After graduating, Sparrow worked as a researcher and writer for the Mirror Magazine. He went on to work as a researcher for The Observer Supplement, Cosmopolitan and Angliya, a Russian cultural newspaper.

His radio career began in 1971 on BBC Radio London, working on arts and news programmes. He worked on Listen Children, a weekly story telling programme for the under 7s with Helen Dickson and David Simmons. In 1973, Sparrow took over production and presentation of the weekend film programme Close-Up. The same year, he took over presenting the evening magazine show Breakthrough from Steve Bradshaw. Sparrow presented Breakthrough, an influential music programme with a combination of progressive music, community news, poetry and interviews, for 15 years.

Sparrow presented various radio programmes on BBC Radio London including a jazz programme, an afternoon magazine programme and, from 1975, a midday phone-in show Call-In. At the start of 1976, he briefly presented the breakfast programme, Rush Hour, before moving to host a weekday evening an arts and entertainment programme Look, Stop, Listen! from September 1976. In 1978, Sparrow presented Rocks Off!, a weekly programme featuring the best of folk and rock, and in 1979 he presented Weekend What's On. Sparrow also hosted a mid-morning phone in, The Mike Sparrow Telephone Programme from January 1981, and drive-time programmes Not Mike Sparrow's music and Sparrow Over London between 1983 and 1988.'

On 7 October 1988, Radio London closed and was relaunched as Greater London Radio (GLR). The final Radio London programme was presented by Sparrow and Susie Barnes, ending at 7pm.

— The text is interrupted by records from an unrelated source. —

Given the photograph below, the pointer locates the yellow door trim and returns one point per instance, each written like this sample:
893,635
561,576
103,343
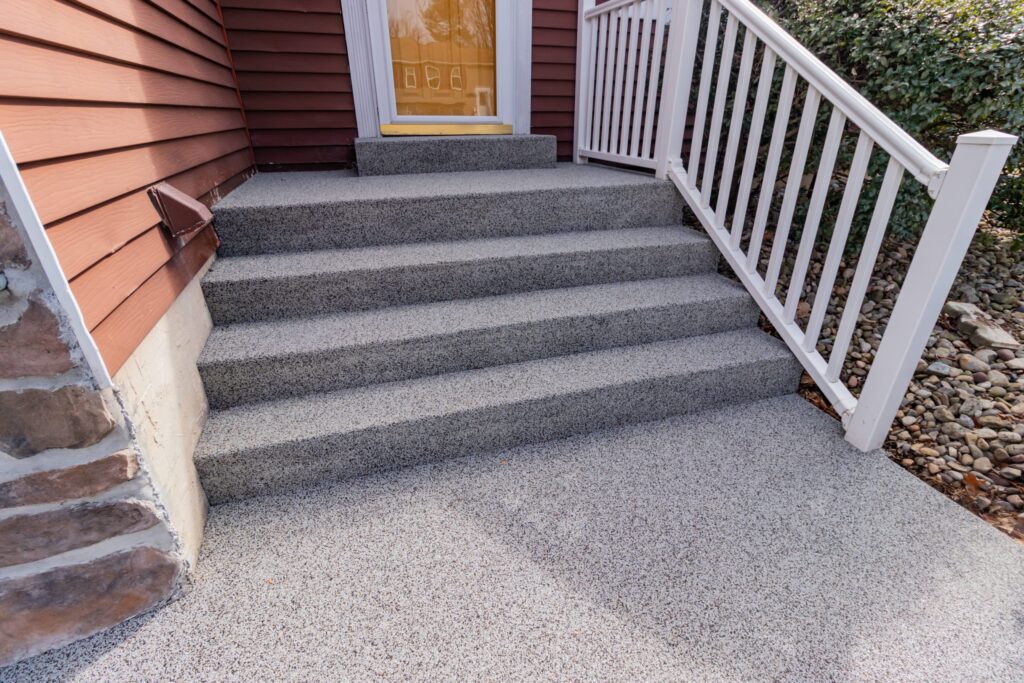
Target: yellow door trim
444,129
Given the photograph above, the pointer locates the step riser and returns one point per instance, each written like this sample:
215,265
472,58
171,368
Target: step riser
232,383
361,223
245,473
256,300
397,156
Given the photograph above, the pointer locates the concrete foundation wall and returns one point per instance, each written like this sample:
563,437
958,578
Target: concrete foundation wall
164,397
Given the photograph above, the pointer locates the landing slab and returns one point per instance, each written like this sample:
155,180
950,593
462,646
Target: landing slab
748,544
313,187
393,156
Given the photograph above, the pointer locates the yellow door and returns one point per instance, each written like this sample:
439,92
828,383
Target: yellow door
443,67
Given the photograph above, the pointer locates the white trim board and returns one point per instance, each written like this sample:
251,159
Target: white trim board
25,212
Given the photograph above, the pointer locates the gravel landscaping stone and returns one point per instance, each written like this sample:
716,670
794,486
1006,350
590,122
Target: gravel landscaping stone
961,426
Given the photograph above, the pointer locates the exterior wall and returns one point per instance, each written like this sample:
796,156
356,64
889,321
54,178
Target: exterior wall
291,60
85,542
99,99
553,99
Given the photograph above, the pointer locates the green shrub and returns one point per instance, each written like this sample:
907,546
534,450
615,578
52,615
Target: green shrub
938,68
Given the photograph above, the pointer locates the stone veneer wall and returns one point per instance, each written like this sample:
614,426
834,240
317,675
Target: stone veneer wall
85,543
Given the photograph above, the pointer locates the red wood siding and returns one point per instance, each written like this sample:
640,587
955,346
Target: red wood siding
553,80
293,75
100,99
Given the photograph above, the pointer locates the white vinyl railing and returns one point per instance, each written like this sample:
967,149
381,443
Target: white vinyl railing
621,66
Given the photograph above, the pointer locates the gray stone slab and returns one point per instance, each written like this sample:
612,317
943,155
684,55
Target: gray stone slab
261,447
747,544
269,360
247,289
444,154
285,212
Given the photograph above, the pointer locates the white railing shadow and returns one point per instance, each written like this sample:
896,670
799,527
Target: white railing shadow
621,66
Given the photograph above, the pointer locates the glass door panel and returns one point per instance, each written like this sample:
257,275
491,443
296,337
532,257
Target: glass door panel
443,57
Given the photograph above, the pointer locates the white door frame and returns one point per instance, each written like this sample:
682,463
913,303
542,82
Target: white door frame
373,87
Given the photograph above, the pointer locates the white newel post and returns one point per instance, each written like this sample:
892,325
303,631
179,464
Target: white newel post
963,197
583,82
680,55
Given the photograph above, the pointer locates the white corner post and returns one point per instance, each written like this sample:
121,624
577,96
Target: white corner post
963,197
12,185
360,67
684,31
583,94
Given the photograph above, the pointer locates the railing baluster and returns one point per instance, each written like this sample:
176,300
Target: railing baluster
602,55
735,126
642,76
961,201
753,143
587,91
771,167
617,104
609,84
865,266
807,121
629,94
825,167
711,43
655,68
847,209
718,113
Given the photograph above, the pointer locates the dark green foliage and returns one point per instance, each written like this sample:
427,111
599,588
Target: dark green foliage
938,68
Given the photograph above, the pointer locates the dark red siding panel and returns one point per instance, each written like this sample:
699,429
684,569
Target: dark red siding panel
553,87
293,73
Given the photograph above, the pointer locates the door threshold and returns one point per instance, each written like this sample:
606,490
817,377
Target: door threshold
444,129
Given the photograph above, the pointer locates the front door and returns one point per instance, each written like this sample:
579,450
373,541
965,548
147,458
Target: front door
442,67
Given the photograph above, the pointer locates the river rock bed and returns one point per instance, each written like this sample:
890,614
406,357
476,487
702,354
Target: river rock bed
961,427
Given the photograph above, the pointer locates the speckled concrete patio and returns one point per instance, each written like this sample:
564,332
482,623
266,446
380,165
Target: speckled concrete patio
748,544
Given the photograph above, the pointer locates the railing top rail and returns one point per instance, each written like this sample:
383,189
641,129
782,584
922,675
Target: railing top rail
607,7
922,164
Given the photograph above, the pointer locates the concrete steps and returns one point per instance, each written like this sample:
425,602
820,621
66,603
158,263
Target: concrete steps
264,360
289,212
446,154
365,324
262,447
266,287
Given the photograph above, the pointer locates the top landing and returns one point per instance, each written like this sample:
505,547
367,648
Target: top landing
397,156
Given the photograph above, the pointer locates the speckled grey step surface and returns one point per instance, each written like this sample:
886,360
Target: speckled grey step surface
262,447
745,544
247,289
267,360
444,154
286,212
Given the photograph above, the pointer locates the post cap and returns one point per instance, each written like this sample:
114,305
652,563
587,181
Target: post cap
993,137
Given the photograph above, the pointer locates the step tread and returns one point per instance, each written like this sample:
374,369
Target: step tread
298,264
311,335
295,420
315,187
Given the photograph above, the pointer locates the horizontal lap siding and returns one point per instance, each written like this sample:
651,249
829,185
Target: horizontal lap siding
553,87
292,69
102,98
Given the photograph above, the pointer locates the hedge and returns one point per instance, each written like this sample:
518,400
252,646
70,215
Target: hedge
938,68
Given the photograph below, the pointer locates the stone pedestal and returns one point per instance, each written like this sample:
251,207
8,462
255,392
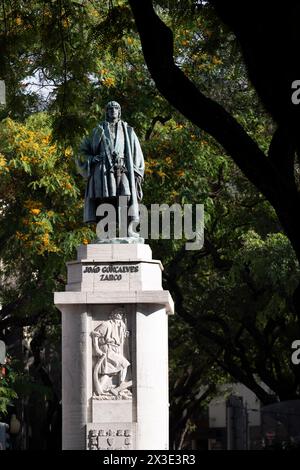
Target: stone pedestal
115,349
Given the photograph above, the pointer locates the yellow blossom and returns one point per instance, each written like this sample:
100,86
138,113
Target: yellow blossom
109,81
68,152
2,161
30,204
161,173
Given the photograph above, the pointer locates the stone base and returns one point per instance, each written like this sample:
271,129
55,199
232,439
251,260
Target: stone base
138,417
119,240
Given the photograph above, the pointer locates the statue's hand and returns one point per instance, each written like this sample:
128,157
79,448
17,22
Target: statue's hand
138,185
96,159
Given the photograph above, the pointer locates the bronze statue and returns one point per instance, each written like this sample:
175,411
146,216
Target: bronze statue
113,163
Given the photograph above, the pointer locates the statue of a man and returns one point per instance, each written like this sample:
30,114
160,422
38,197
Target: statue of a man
113,163
108,341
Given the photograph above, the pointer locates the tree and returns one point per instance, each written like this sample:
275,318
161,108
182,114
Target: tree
272,173
215,335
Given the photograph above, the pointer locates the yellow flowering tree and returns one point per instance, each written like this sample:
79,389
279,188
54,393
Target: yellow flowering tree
40,216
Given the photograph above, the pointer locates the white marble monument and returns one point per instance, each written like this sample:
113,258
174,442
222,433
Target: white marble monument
115,349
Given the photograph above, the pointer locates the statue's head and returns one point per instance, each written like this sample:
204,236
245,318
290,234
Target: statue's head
112,111
117,314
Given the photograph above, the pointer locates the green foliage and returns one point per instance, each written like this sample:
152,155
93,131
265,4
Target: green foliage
234,317
7,389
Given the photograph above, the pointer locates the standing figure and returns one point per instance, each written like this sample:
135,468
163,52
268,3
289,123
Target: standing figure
113,163
108,341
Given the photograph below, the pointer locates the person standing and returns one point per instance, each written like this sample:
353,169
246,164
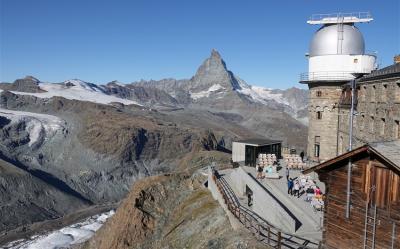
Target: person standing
249,199
287,173
290,186
297,189
302,156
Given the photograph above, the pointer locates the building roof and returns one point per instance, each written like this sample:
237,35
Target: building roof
386,72
390,150
258,141
386,151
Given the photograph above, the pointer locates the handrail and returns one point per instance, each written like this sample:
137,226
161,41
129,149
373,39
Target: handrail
330,75
264,231
352,15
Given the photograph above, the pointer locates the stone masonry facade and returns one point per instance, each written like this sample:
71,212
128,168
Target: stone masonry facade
377,116
377,113
323,120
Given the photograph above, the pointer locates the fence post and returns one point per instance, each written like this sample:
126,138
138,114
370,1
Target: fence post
279,240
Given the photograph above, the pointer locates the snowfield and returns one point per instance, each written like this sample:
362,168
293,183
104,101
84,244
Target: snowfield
65,237
37,124
78,90
203,94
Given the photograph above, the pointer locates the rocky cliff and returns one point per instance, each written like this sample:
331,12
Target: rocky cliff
173,211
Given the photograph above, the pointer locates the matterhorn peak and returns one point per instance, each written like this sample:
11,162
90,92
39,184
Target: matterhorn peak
31,78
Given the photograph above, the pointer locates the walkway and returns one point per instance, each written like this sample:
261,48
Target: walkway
311,221
264,231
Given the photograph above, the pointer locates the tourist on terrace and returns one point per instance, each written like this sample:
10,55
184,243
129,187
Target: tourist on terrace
287,173
259,172
290,186
297,189
317,191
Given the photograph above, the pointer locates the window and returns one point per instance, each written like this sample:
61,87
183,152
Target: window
316,146
382,186
384,93
397,92
373,93
362,122
395,191
371,128
319,115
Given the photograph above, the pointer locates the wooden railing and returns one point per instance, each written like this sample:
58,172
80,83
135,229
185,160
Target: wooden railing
264,232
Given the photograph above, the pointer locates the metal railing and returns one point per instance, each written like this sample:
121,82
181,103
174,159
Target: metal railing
330,76
348,16
264,232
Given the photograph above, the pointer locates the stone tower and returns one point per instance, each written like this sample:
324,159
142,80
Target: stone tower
336,55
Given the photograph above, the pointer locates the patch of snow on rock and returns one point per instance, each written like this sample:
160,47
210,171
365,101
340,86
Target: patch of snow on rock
65,237
36,124
202,94
78,90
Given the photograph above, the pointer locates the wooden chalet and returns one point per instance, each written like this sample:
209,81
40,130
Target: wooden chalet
374,220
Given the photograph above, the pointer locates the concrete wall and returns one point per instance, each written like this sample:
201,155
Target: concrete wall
238,152
265,203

Outside of broadcasting, in 1972 Sparrow wrote a series of children's stories entitled Frump the Dinosaur. He also wrote and recorded Christmas stories for the 'dial-Santa' service for the London Telephone area in the 1970s, alongside Tom Vernon, which children were able to hear at home by dialling a special telephone number. Sparrow was also involved in local community events such as compering charity galas, judging the London Children's Art competition, and attending the Mary Boon School prize-giving in West Kensington where his aunt, Miss Margaret Sparrow, was Headmistress

== Death and legacy ==
Sparrow died on 4 January 2005 at his home in Hampstead, London, aged 56. His funeral was held on 20 January 2005 at All Saints Church, Upper Clatford, Andover.

The British Library hold the Mike Sparrow Collection, the first audio collection to be preserved as part of the library's Unlocking Our Sound Heritage project in 2017. The collection, made available by Sparrow's executor Anthony Daniels, includes music, reviews, current affairs features and interviews from shows he worked on.